The 2017 Pro Bowl (branded as the 2017 Pro Bowl presented by Aquafina for sponsorship reasons) was the National Football League's all-star game for the 2016 season, which was played at Camping World Stadium in Orlando, Florida, on January 29, 2017. The game was the first in a three-year deal to host the Pro Bowl in Orlando, which also included cross-promotional events (such as a newly established skills competition) held at the Walt Disney World Resort (which is owned by the primary parent company of the game's broadcaster, ESPN).

After three years of using a draft format, the 2017 Pro Bowl returned to the previous conference-based format, played between all-star teams representing the American Football Conference and National Football Conference. The AFC all-stars were coached by Andy Reid, and the NFC all-stars were coached by Jason Garrett.

Background

Host selection process
At least five locations were in contention to host the 2017 Pro Bowl, with four submitting formal bids.
Aloha Stadium in Hawaii, the site of the Pro Bowl from 1980 to 2009, 2011–2014, and 2016.
NRG Stadium in Houston, Texas, the site of Super Bowl LI.
Camping World Stadium in Orlando, Florida, where Pro Bowl rightsholder ESPN has operations at Walt Disney World.
An unidentified stadium in Sydney, New South Wales, Australia.
Maracanã Stadium in Rio de Janeiro, Brazil.
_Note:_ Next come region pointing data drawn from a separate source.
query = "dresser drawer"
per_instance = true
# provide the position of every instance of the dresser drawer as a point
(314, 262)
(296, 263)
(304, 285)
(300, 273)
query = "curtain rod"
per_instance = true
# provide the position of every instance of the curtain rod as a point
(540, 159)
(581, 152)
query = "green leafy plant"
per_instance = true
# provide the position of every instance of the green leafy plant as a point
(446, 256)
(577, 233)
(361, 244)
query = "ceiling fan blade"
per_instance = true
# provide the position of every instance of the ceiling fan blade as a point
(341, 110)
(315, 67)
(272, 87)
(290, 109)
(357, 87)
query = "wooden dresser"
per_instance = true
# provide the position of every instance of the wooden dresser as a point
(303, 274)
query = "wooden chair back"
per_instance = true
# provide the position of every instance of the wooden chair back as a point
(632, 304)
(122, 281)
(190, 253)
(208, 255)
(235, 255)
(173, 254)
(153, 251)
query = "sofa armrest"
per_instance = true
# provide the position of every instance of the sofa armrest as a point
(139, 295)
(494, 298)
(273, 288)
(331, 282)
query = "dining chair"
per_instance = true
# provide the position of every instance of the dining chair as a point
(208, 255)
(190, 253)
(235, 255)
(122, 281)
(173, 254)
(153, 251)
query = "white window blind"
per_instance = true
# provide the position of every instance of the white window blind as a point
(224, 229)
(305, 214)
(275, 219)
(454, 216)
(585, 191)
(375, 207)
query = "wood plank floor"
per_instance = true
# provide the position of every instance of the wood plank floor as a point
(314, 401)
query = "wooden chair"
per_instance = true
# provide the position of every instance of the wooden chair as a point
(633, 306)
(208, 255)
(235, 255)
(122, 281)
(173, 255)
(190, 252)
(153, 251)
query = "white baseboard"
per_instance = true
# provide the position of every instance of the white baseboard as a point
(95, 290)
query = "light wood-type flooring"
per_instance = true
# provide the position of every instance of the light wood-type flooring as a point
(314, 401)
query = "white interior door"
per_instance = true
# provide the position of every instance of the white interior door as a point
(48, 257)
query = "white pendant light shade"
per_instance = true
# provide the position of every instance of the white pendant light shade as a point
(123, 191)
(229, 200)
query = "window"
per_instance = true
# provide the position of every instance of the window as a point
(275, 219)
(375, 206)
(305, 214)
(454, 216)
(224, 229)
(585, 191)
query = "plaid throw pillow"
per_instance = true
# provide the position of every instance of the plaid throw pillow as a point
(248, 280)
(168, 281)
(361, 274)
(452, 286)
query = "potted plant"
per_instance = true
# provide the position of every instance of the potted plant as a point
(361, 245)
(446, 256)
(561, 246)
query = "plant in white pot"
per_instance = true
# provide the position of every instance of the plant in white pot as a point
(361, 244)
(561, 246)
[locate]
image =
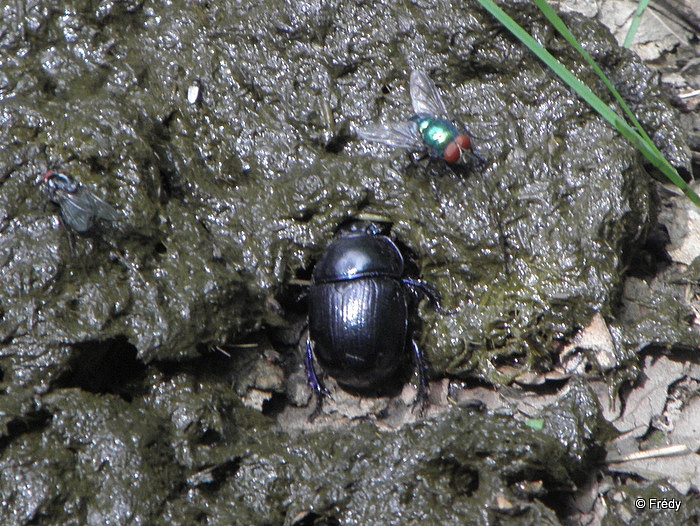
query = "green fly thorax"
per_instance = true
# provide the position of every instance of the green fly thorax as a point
(436, 133)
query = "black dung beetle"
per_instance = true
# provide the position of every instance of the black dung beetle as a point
(359, 327)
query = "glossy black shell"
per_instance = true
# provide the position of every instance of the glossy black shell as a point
(358, 314)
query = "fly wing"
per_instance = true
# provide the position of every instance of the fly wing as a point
(75, 213)
(425, 97)
(397, 134)
(99, 208)
(81, 207)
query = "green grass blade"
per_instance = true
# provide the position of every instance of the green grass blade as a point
(641, 141)
(635, 22)
(559, 25)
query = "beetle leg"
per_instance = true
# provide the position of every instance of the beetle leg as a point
(423, 289)
(422, 377)
(314, 382)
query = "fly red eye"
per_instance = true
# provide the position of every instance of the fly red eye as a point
(464, 142)
(452, 152)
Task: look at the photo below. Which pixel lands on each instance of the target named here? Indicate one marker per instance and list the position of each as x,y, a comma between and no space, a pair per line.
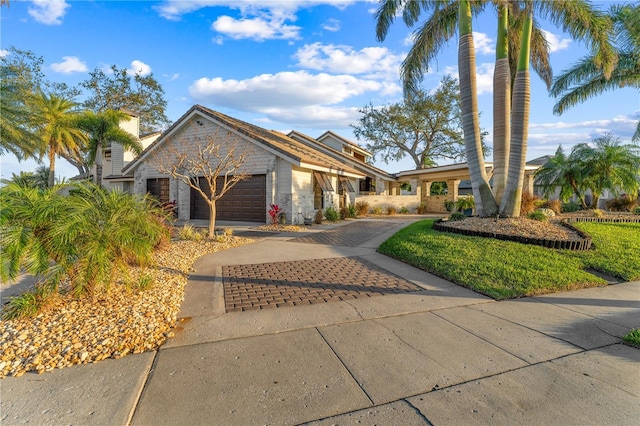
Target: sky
305,65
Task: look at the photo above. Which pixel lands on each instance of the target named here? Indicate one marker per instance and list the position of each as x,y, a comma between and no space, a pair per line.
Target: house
281,170
115,157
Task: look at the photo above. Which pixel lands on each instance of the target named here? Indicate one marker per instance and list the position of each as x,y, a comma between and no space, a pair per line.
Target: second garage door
246,201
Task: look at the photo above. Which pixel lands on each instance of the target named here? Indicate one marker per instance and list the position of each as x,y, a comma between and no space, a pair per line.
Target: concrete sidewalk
441,355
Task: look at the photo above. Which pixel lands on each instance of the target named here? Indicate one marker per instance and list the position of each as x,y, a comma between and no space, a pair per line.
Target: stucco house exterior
281,170
299,173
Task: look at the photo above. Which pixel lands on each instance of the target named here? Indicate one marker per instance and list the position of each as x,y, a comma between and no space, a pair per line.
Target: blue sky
306,65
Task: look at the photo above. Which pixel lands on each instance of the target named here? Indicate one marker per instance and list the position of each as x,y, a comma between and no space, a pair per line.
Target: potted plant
449,205
465,205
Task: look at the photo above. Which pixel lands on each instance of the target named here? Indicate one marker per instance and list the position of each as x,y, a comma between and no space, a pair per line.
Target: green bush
362,208
455,216
571,207
624,203
538,215
331,214
86,236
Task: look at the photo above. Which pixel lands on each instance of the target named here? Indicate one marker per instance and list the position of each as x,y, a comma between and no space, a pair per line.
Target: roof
277,142
313,143
343,140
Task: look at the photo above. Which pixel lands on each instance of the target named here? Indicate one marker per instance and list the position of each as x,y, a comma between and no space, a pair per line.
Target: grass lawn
504,269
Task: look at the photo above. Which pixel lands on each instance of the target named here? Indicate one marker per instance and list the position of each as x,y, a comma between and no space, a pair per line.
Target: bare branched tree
211,166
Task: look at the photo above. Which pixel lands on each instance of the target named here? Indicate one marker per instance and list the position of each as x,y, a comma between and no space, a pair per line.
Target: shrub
362,208
274,213
189,233
528,203
554,205
624,203
571,207
455,216
86,236
331,214
538,215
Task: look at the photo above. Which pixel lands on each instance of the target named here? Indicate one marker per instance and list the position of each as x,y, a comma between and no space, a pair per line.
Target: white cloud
69,65
332,25
49,12
290,89
140,68
484,76
174,9
263,27
374,62
483,44
556,43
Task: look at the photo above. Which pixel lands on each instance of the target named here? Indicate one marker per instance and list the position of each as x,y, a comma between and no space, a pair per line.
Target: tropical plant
210,166
515,38
104,129
58,130
331,214
607,164
84,237
424,126
586,79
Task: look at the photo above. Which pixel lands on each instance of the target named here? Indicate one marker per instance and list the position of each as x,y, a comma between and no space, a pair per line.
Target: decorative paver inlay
271,285
351,235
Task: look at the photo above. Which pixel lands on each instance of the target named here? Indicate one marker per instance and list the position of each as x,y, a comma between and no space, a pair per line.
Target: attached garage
246,201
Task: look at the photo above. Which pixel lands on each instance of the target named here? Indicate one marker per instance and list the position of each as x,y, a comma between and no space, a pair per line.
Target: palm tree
58,130
586,80
609,165
561,173
575,17
104,128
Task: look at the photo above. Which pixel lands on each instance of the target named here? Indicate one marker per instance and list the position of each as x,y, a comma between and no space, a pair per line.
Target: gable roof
344,141
359,165
290,149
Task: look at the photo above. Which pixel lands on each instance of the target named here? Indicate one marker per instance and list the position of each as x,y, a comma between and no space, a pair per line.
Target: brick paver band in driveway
351,235
271,285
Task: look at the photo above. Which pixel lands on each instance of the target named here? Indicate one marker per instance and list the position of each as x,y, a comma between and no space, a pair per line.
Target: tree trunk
99,165
501,106
52,167
212,218
484,200
512,198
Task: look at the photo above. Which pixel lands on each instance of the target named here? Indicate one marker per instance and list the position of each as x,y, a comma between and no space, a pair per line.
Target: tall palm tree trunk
52,166
512,198
484,200
501,106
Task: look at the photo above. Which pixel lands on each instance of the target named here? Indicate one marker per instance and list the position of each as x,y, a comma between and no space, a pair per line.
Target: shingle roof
286,146
364,167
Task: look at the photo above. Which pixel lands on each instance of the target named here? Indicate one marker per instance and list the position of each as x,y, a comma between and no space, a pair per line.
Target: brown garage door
246,201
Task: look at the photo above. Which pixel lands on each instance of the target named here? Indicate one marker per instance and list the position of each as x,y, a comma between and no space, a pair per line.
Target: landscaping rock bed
553,234
80,331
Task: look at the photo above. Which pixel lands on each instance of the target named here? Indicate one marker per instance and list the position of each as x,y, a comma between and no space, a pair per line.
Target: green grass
633,338
503,269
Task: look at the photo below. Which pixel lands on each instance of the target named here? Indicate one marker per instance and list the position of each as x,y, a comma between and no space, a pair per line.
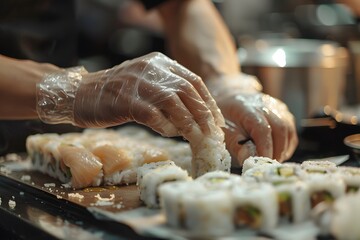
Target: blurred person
153,90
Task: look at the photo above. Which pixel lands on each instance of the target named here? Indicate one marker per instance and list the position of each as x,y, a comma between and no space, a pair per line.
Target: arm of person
18,79
199,39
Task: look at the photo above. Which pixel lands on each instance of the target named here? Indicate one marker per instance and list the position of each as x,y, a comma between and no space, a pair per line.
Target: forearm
199,39
18,79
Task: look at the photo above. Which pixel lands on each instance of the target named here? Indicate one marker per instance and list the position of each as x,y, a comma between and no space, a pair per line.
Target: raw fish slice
154,155
113,158
85,168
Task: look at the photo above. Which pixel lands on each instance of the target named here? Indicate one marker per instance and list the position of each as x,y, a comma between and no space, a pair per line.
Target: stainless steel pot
306,74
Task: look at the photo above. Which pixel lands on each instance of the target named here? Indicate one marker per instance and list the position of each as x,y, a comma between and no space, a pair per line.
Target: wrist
237,83
55,95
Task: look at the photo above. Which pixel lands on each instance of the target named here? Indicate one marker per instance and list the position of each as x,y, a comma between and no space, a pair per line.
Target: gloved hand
256,123
152,90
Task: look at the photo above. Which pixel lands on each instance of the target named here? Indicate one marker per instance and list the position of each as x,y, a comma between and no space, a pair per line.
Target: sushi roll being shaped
219,180
257,161
255,206
208,214
293,200
152,175
171,200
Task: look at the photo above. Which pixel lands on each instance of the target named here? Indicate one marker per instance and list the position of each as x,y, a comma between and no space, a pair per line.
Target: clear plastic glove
152,90
256,123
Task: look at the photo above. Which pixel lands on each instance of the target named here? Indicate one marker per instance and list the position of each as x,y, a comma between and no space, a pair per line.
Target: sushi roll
171,195
340,219
287,172
209,155
255,206
293,201
318,167
257,161
208,214
218,180
117,164
255,174
153,176
351,177
146,168
324,188
34,145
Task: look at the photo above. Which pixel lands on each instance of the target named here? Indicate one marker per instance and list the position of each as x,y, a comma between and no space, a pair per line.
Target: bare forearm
198,38
18,79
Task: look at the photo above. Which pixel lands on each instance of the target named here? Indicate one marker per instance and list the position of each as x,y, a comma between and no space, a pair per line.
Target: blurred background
306,53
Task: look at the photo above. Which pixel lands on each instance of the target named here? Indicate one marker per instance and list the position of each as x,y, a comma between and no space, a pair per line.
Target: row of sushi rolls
266,195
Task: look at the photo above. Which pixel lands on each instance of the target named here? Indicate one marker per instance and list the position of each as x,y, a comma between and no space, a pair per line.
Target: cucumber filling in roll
285,206
247,216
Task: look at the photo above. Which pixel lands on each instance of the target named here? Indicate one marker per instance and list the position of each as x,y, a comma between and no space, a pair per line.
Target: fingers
202,90
151,116
259,130
280,133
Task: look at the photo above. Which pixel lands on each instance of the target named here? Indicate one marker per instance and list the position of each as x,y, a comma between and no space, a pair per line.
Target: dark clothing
42,31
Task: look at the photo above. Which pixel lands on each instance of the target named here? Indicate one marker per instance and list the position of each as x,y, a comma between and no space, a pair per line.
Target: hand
251,115
152,90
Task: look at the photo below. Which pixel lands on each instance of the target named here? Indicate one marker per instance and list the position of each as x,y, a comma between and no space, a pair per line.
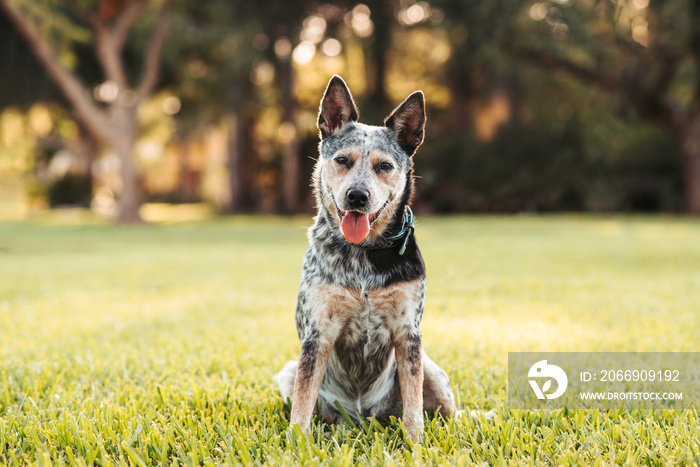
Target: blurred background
117,106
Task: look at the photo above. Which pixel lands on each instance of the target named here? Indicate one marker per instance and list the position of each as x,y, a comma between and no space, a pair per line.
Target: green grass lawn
157,344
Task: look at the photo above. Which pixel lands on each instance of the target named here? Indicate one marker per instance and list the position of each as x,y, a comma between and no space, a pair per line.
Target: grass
157,344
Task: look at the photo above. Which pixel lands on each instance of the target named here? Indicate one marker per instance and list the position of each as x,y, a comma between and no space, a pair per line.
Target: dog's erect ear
408,122
337,107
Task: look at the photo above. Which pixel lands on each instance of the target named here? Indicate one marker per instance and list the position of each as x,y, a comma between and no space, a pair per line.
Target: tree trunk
376,104
690,151
240,161
130,198
290,142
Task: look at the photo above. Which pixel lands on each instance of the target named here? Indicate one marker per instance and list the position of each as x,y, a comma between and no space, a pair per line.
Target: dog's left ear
408,122
337,107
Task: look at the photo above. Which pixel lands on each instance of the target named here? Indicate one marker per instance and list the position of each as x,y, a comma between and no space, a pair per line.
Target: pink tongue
355,226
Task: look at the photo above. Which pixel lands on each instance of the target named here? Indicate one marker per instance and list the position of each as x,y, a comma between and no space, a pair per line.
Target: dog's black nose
357,198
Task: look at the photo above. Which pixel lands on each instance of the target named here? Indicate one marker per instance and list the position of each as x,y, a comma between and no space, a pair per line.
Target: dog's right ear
337,107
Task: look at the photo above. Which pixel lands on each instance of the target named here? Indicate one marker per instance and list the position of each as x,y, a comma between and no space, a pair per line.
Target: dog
362,291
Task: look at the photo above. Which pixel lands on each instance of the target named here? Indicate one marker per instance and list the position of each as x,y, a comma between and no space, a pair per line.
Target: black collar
402,237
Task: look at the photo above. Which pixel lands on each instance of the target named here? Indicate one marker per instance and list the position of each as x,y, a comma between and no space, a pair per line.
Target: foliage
154,345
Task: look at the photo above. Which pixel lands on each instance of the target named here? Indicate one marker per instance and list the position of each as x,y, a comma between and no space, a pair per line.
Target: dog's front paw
476,415
414,429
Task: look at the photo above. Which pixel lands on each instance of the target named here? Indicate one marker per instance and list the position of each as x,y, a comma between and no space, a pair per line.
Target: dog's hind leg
437,390
285,380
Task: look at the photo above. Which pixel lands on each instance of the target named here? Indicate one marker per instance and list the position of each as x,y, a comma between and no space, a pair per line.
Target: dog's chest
365,344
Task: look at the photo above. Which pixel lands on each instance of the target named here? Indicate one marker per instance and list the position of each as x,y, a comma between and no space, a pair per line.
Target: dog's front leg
315,350
409,362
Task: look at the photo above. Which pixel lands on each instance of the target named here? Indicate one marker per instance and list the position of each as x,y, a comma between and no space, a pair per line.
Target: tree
114,123
648,53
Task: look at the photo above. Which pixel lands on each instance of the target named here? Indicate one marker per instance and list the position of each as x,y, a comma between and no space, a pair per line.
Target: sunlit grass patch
157,344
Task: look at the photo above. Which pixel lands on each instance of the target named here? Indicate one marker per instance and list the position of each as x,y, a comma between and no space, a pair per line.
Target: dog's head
363,175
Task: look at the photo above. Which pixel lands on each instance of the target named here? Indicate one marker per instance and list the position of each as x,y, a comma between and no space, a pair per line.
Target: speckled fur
359,311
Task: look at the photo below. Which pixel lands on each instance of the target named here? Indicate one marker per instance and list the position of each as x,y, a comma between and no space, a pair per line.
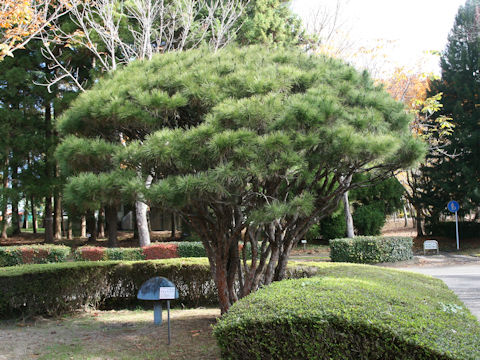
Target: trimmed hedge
168,250
371,249
350,312
33,254
53,289
466,229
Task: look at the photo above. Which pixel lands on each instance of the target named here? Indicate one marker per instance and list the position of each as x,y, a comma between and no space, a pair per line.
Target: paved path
462,278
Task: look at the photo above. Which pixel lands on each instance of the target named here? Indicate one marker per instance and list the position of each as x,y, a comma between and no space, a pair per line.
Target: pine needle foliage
252,146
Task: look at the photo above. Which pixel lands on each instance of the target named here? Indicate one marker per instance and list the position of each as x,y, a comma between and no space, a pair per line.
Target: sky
413,26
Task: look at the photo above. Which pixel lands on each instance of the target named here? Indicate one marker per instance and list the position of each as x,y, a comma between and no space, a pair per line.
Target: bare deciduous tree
118,32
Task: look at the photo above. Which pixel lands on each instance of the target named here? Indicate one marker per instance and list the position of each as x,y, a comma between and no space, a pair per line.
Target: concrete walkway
461,273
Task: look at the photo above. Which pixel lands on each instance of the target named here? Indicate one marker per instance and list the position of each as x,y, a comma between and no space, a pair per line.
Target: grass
112,335
30,230
358,311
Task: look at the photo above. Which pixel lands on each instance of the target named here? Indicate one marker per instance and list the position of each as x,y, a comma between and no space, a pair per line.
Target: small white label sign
167,293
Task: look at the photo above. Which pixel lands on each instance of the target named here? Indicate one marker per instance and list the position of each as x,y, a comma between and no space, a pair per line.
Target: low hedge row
33,254
350,312
466,229
53,289
152,252
371,249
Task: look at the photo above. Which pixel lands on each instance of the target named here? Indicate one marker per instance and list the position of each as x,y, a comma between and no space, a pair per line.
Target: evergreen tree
270,22
454,172
263,141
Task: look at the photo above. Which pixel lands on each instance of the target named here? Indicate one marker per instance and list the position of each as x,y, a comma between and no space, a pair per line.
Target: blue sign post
453,206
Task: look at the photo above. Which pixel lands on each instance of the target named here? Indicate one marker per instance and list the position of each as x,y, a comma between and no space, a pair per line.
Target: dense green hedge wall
447,229
371,249
53,289
350,312
32,254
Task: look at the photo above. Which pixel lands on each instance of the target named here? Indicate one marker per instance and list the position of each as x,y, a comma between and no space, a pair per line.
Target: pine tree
259,144
454,172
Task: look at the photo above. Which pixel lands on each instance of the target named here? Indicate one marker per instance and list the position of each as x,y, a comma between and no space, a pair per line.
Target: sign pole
456,229
168,307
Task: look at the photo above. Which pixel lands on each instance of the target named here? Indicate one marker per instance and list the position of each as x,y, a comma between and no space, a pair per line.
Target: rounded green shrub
369,219
350,312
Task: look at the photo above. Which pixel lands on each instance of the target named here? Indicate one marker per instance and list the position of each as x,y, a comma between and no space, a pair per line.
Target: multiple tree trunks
111,218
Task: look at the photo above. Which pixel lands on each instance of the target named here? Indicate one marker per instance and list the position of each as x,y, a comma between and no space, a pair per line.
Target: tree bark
419,221
91,226
69,228
405,216
101,223
83,227
57,221
16,227
173,226
142,220
111,217
142,223
48,220
348,216
34,215
5,201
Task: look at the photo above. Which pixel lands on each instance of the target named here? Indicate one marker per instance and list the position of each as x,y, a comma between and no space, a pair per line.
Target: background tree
264,142
21,20
117,34
455,172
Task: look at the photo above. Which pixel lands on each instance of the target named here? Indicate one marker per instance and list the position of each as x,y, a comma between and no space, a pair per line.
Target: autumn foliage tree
21,20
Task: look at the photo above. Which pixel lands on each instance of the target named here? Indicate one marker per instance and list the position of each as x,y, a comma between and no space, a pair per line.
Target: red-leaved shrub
92,253
28,254
160,251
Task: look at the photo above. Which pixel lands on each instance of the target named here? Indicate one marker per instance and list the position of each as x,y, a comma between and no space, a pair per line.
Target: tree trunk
57,221
419,221
48,217
34,216
405,216
16,227
5,201
25,215
142,220
48,220
348,216
142,223
69,228
173,226
83,227
111,218
101,223
91,226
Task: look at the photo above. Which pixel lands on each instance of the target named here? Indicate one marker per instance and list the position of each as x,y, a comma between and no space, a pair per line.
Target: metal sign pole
456,229
168,310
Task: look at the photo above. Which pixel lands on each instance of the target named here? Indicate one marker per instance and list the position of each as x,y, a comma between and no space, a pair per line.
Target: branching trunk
348,216
91,226
48,216
101,223
34,216
111,217
48,220
15,216
58,218
83,226
141,210
5,201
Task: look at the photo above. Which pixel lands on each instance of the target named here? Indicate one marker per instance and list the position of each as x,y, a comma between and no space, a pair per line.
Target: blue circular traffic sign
453,206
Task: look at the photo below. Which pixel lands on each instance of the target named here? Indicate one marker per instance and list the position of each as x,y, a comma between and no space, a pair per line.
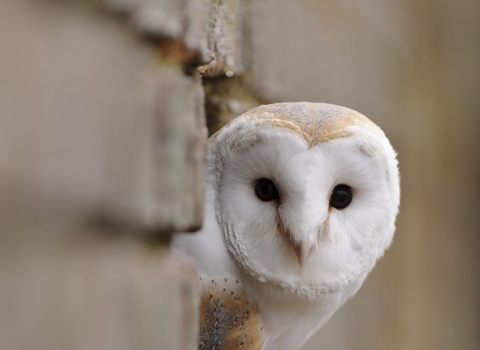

The stadium, which had recently been renovated for the 2014 FIFA World Cup and 2016 Summer Olympics, was discussed as a potential hosting site for the event, but Brazil ultimately declined to place a bid.

On June 1, 2016, the NFL announced that it had awarded the next three Pro Bowl games to Orlando.

Side events 
Commissioner Roger Goodell announced that the 2017 Pro Bowl would be a "week-long celebration for football and our fans"; a number of family-oriented side events was held at the Walt Disney World Resort and its ESPN Wide World of Sports Complex, including practices, a 5K run, youth events, and player appearances.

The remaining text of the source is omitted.